Closed-loop aiperf 0.7.0, TP=8 × 1 replica (8 × 910B4), concurrency 4, agg-base. Two scenarios — ① 8k system-prompt reuse and ② 17.5k multi-turn — each 240 requests, output pinned to 128 tokens, n=3 (all runs 240/240, zero errors). Each scenario was driven through two ingresses: the internal KServe Service (no auth) and the product MaaS gateway (Envoy + API-key auth + token rate limiting — the customer-facing OpenAI endpoint). TTFT / E2E in ms, ITL in ms, TPS = total tokens/s.

Scenario ① — fixed-length system-prompt reuse (ISL ~8k / OSL 128)

IngressTTFT avg (ms)ITL avg (ms)E2E avg (ms)TPS (in+out)
KServe (internal)375890.9153002124
MaaS gateway (API key)387291.4154812099

Scenario ② — multi-turn dialogue (ISL ~17.5k / OSL 128)

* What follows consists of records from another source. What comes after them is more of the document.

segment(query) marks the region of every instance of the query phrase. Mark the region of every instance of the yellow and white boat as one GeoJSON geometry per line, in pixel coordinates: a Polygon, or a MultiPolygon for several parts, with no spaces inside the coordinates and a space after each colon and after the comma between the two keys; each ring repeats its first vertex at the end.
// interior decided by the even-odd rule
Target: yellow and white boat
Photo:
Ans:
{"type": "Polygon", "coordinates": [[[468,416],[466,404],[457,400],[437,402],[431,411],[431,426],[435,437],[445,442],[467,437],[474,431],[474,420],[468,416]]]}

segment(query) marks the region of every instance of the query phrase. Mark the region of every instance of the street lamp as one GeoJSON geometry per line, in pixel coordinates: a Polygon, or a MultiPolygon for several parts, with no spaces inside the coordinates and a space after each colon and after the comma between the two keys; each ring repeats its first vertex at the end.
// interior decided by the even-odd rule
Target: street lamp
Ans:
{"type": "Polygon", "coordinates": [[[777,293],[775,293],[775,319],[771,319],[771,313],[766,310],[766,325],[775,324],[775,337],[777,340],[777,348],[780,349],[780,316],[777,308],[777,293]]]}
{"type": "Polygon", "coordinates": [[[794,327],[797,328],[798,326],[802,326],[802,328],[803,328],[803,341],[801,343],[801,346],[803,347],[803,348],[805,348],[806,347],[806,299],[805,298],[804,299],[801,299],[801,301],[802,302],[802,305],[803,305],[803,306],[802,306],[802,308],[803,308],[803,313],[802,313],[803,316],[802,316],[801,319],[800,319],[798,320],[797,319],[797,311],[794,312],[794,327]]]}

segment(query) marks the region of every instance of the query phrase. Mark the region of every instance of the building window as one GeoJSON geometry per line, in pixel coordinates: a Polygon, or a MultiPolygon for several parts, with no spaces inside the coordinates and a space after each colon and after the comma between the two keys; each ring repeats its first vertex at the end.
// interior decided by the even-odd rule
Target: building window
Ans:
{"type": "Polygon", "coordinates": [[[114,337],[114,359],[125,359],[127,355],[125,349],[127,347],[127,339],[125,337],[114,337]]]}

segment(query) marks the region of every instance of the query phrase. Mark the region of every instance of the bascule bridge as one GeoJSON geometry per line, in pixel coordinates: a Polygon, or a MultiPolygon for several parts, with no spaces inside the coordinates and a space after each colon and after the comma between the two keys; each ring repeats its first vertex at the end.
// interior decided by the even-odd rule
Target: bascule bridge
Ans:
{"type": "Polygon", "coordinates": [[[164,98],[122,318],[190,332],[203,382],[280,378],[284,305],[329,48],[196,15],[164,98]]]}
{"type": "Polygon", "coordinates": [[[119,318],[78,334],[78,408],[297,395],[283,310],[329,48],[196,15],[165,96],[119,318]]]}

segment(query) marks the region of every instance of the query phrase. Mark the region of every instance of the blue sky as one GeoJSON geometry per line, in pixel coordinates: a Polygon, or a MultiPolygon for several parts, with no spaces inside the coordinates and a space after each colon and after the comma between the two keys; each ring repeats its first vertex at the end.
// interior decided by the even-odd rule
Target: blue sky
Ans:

IngressTTFT avg (ms)ITL avg (ms)E2E avg (ms)TPS (in+out)
KServe (internal)9789182.1329182189
MaaS gateway (API key)9003175.9313382306
NOTE

How to read these. All runs completed 240/240 with zero errors at a steady 2 in-flight requests per instance (n=3 mean). The MaaS gateway vs internal KServe difference is within run-to-run jitter (scenario ① is ~+1–3% on the gateway = a few hundred ms of extra hop; scenario ②'s two n=3 sets, taken at different times, land a few percent the other way). The takeaway: the API-key + rate-limited MaaS gateway adds no measurable overhead beyond noise for both typical and long-context requests, so it can be served as the production ingress. Decode-only output rate is 33 tok/s (scenario ①) / 16 tok/s (scenario ②); the TPS column is the total-token (input + output) caliber. MTP speculative decoding is on. This is a single TP=8 instance, so the TPS is not directly comparable to the 2-replica models in this guide.

WARNING

Long-context requests through the MaaS gateway need the gateway's request-body buffer raised — the 17.5k scenario (~85 KB streaming body) exceeds the default limit and hangs until ClientTrafficPolicy.connection.bufferLimit on the MaaS gateway is increased. The internal KServe ingress has no such limit. The numbers above are after that fix.